Das Lächeln, das sie nun aufsetzte, kannte Scarlett gut. Es zog ihre Mundwinkel zwar nach oben, erreichte Karins Augen jedoch nicht. Normalerweise war es Kellnern, Verkäufern und ihrem Mann vorbehalten, wenn dieser eine Anekdote aus ihrer gemeinsamen Vergangenheit erzählte. Ex-Mann, korrigierte sich Scarlett im Geiste.
»Alles in Ordnung?« Sie legte den Kopf schräg und sah ihre Freundin prüfend an.
»Sicher, sicher«, erwiderte Karin eine Spur zu schnell und machte eine wegwerfende Handbewegung.
»Das klang aber eben –«
»Wirklich, es ist … es ist nichts. So ein Retreat ist eine Menge Arbeit«, unterbrach sie Karin sofort.
»Kann ich etwas für dich tun?«
Tatsächlich wurde das Lächeln ihrer Freundin jetzt weicher, beinahe mild. »Wie lieb, Scarlett, aber alles ist in Ordnung. Wirklich.«
Ungläubig hob Scarlett die Augenbrauen. Das wirst du mir büßen? »Na, wenn du meinst. Sag mal, wo ist eigentlich unser Tee?«
Entschuldigend hob Karin beide Hände. »Wasserkocher und Kaffeemaschine sind kaputt. Die verkaufen nur Limonaden. Soll ich dir eine holen?«
»Nein, danke.« Scarlett seufzte. »Wie schade.«
»Ja, ist wirklich frisch hier draußen auf dem Wasser.« Karin zog eine dünne Ledermappe aus ihrer Umhängetasche. »Stört dich nicht, wenn ich ein bisschen Papierkram erledige, oder?«
»Nein, sicher nicht, aber willst du das nicht lieber unter Deck –« Jetzt unterbrach sich Scarlett selbst. Dort unten war Lydia. Der Karin nach diesem Streit vermutlich lieber aus dem Weg ging.
»Frische Luft ist ja sooo gesund«, murmelte Karin und tippte mit der Spitze ihres Kugelschreibers auf die Aktenmappe.
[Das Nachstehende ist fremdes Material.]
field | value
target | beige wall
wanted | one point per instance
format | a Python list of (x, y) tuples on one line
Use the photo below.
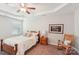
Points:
[(76, 29), (42, 23)]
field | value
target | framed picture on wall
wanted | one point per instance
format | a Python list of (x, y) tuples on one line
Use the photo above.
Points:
[(56, 28)]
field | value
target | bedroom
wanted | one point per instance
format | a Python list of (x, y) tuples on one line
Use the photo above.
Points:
[(44, 16)]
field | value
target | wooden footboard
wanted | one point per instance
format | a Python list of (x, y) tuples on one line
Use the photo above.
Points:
[(9, 49)]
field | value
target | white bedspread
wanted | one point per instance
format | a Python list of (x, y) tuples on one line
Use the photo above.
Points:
[(24, 43)]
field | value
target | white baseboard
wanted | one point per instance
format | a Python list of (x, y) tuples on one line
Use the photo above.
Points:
[(75, 49), (52, 44)]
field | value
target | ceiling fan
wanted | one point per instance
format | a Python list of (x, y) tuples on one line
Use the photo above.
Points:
[(24, 7)]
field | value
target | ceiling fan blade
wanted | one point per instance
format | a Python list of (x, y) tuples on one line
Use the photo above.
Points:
[(28, 12), (31, 8), (18, 10)]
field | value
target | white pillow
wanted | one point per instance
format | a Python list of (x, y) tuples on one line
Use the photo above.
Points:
[(66, 42)]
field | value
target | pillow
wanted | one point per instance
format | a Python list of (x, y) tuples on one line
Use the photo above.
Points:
[(66, 42)]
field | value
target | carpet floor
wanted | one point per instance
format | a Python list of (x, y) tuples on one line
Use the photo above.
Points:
[(47, 50), (44, 50)]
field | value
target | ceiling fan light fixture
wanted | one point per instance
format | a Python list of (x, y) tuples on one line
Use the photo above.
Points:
[(23, 9)]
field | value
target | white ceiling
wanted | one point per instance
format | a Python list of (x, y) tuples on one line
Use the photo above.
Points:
[(41, 8)]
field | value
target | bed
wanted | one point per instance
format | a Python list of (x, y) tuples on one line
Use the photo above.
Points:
[(19, 44)]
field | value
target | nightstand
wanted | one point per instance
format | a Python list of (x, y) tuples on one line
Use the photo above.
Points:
[(43, 40)]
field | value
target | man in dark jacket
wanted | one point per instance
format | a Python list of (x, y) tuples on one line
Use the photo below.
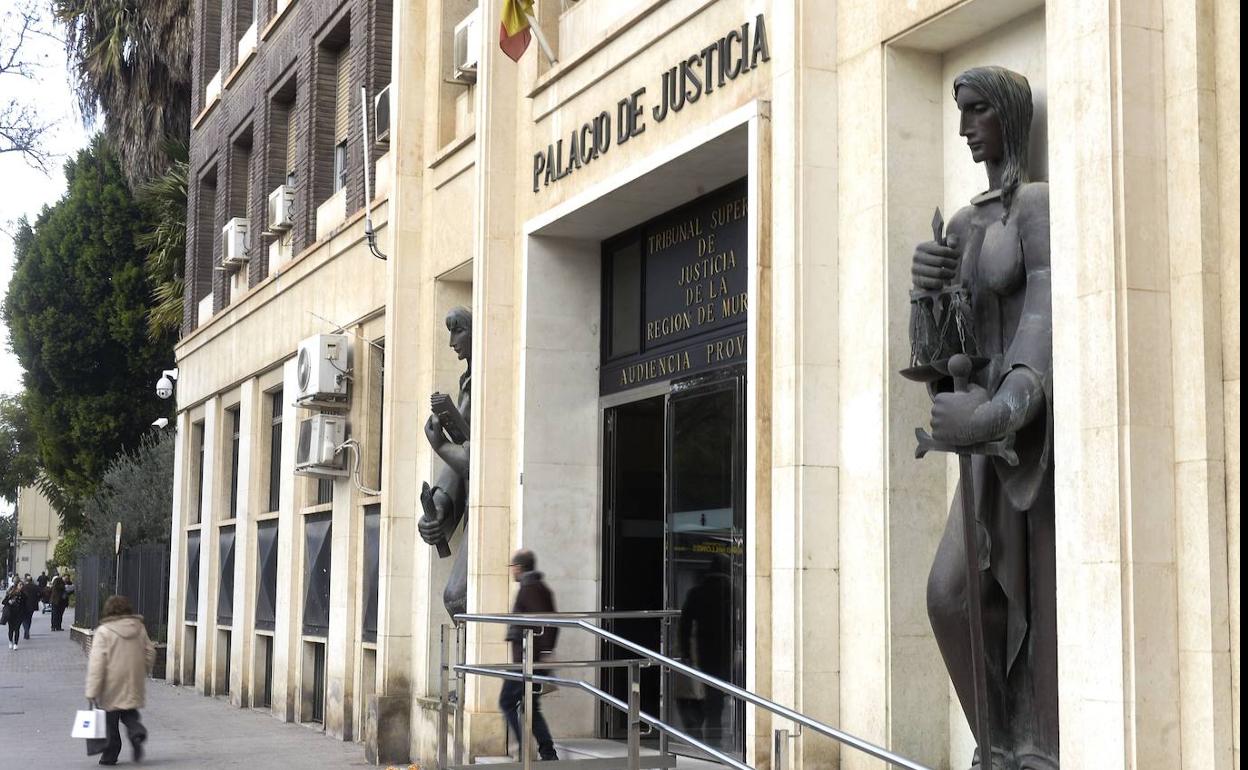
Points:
[(33, 595), (533, 597)]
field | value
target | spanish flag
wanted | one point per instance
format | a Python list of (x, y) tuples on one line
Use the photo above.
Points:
[(513, 34)]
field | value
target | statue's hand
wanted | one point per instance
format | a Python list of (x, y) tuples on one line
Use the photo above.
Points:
[(431, 524), (935, 263), (967, 417), (433, 431)]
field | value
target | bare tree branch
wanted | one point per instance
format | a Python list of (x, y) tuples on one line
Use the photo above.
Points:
[(23, 130)]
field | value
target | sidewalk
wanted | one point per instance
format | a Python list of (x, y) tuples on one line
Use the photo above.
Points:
[(41, 687)]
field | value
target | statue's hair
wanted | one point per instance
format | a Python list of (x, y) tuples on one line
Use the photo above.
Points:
[(459, 320), (1010, 96)]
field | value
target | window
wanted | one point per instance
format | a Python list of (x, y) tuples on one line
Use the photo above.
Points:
[(275, 452), (235, 437), (192, 577), (341, 116)]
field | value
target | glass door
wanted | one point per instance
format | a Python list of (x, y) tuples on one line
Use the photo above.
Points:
[(705, 559), (633, 545)]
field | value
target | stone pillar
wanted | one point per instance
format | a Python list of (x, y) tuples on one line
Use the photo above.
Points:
[(206, 629), (1137, 342), (175, 648), (290, 580), (250, 407), (799, 523), (1196, 265), (401, 608), (493, 478)]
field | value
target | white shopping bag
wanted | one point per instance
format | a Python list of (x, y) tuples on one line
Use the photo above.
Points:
[(89, 723)]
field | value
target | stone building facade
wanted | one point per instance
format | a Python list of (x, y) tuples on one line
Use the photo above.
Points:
[(815, 144)]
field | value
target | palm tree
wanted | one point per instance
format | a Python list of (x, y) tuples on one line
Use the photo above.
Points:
[(131, 60)]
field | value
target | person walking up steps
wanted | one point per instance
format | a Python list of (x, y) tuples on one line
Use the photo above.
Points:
[(31, 589), (116, 675), (59, 600), (14, 613), (533, 597)]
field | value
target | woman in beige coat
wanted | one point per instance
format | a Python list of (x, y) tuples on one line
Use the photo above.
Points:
[(116, 674)]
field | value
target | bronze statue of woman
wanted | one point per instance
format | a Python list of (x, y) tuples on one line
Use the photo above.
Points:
[(446, 502), (996, 252)]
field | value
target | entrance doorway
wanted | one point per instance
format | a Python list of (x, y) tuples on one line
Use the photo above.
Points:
[(674, 536)]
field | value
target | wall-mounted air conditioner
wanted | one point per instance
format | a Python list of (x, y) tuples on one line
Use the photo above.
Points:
[(381, 115), (281, 207), (320, 438), (212, 91), (467, 48), (235, 242), (322, 371)]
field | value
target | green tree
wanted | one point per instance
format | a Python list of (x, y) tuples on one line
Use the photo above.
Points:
[(76, 311), (164, 197), (19, 452), (131, 61)]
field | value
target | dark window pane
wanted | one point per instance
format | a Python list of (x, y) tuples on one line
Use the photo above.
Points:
[(236, 423), (372, 567), (225, 583), (192, 575), (266, 573), (275, 453)]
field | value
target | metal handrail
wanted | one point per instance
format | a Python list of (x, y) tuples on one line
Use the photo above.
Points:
[(558, 620), (613, 701)]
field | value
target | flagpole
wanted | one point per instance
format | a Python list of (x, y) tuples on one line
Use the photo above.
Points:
[(542, 41)]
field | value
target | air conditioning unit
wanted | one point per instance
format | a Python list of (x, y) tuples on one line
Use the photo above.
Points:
[(212, 91), (381, 115), (320, 438), (281, 207), (467, 48), (321, 371), (235, 242)]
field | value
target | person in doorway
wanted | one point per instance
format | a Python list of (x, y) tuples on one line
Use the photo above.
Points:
[(33, 594), (59, 599), (533, 597), (14, 613), (116, 674)]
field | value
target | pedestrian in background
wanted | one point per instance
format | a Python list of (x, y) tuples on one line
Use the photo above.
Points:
[(59, 600), (33, 594), (116, 675), (14, 613)]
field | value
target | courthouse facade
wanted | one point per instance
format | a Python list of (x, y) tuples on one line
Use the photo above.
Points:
[(687, 250)]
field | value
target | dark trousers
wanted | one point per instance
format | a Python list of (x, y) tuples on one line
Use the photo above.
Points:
[(135, 729), (509, 701)]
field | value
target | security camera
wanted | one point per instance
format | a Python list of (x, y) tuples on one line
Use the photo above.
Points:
[(165, 385)]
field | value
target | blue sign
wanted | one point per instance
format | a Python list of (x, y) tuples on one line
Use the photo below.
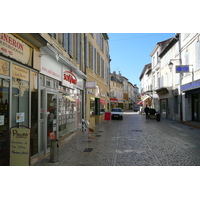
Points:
[(182, 68)]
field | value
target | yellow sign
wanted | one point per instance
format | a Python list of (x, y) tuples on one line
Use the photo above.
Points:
[(20, 147), (4, 67), (20, 73), (12, 47)]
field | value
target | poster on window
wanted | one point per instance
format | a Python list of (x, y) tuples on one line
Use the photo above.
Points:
[(20, 146)]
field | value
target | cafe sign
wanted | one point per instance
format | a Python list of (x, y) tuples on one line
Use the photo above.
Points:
[(12, 47)]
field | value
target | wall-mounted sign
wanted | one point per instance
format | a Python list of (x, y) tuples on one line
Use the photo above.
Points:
[(13, 47), (91, 84), (20, 73), (182, 68), (20, 147), (69, 77), (20, 117), (4, 67)]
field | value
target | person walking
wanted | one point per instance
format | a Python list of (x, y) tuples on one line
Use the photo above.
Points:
[(146, 110)]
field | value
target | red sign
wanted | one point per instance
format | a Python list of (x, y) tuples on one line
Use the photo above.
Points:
[(70, 77), (107, 116)]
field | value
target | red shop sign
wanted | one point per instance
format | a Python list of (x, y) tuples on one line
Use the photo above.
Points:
[(107, 116), (70, 77)]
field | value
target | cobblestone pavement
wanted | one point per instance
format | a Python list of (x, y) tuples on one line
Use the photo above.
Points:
[(133, 141)]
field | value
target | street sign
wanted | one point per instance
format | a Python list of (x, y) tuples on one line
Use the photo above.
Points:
[(182, 68)]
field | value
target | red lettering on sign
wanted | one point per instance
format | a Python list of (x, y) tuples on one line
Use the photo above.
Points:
[(11, 41), (70, 77)]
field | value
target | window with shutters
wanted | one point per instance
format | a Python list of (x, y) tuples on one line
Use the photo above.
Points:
[(102, 69), (98, 64), (90, 56), (65, 41), (94, 59), (86, 52)]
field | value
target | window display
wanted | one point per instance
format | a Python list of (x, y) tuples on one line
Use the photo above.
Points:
[(66, 111)]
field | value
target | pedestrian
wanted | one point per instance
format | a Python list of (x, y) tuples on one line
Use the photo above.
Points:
[(146, 110)]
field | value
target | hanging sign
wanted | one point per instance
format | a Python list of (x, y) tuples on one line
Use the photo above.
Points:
[(13, 47), (182, 68), (20, 146)]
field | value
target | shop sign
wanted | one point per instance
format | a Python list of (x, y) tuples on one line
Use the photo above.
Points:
[(190, 86), (20, 146), (4, 67), (71, 80), (20, 73), (12, 47), (69, 77), (91, 85), (182, 68)]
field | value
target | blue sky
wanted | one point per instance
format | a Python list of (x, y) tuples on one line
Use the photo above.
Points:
[(130, 52)]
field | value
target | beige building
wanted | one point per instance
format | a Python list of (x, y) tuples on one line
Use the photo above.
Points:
[(97, 62)]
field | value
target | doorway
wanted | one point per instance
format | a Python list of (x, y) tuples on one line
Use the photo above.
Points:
[(4, 121), (48, 119)]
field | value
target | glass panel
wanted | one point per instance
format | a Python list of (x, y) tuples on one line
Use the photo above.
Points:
[(51, 119), (4, 67), (34, 113), (4, 122), (20, 96), (42, 126)]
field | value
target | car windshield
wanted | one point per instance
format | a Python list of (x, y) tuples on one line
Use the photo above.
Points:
[(116, 110)]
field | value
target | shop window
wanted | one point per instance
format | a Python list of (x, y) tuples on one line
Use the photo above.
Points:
[(4, 67), (20, 96), (34, 113), (92, 107), (175, 104), (41, 80), (67, 112), (48, 83)]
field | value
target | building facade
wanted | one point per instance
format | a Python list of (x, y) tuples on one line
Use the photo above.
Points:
[(176, 77), (97, 62), (43, 86)]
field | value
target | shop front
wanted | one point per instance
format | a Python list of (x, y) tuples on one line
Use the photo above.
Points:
[(191, 102), (61, 98), (18, 89)]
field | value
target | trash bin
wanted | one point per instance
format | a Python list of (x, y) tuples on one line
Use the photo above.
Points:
[(158, 116), (54, 153)]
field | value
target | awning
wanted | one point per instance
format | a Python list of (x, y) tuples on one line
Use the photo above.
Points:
[(162, 91)]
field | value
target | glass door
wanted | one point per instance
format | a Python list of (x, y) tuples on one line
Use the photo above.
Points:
[(51, 117), (4, 121)]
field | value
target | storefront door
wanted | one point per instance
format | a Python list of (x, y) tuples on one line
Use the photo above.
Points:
[(4, 121), (48, 119), (51, 117)]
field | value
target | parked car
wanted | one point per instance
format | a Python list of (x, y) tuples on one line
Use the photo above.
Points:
[(117, 113)]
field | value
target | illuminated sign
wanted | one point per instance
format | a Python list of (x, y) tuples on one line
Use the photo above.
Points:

In den weißen Himmel hatten sich jetzt graue Schlieren gemischt, so als hätte jemand mit einem Pinsel schwarze Wasserfarbe verwischt. Dunst stieg vom Meer auf wie Wasserdampf über einer heißen Tasse Tee, an der Scarlett ihre kalten Finger jetzt gern gewärmt hätte. Stattdessen schob sie die Hände in die Taschen ihrer neuen dunkelgrünen Outdoorjacke.
Vorhin am Hafen hatte sie gelacht, als sie feststellte, dass sie und Yvonne dasselbe Modell trugen, nur in unterschiedlichen Farben. Die junge Yvonne mit den aschblonden Haaren und dem unscheinbaren Mausgesicht hatte sich für ein knalliges Orange entschieden. »Hübsch, hübsch«, hatte Lydia gesagt und spöttisch gelächelt. »Erinnert mich … Moment, ich habe es gleich … ja, an die Berliner Müllabfuhr.«
Yvonne war blasser geworden und in sich zusammengesunken.
»Ich finde die Farbe toll«, hatte Scarlett rasch und laut gesagt. »Sieht man nicht alle Tage.«
Doch der Schaden war angerichtet. Scarlett hatte es in Yvonnes Blick gesehen. Warum waren manche Menschen so unachtsam mit ihren Worten?
Scarlett schüttelte den Kopf und schaute wieder über das Meer. Sie kniff die Augen zusammen und stieß Karin mit dem Ellenbogen an. »Guck mal, ich glaube, da vorn ist Schroffenige.«
Karin sah ungnädig auf. »Der schwarze Punkt? Das könnte alles sein.«
Scarlett lachte. »Aber Schroffenige ist doch am wahrscheinlichsten.« Sie stand auf und lehnte sich an die Reling.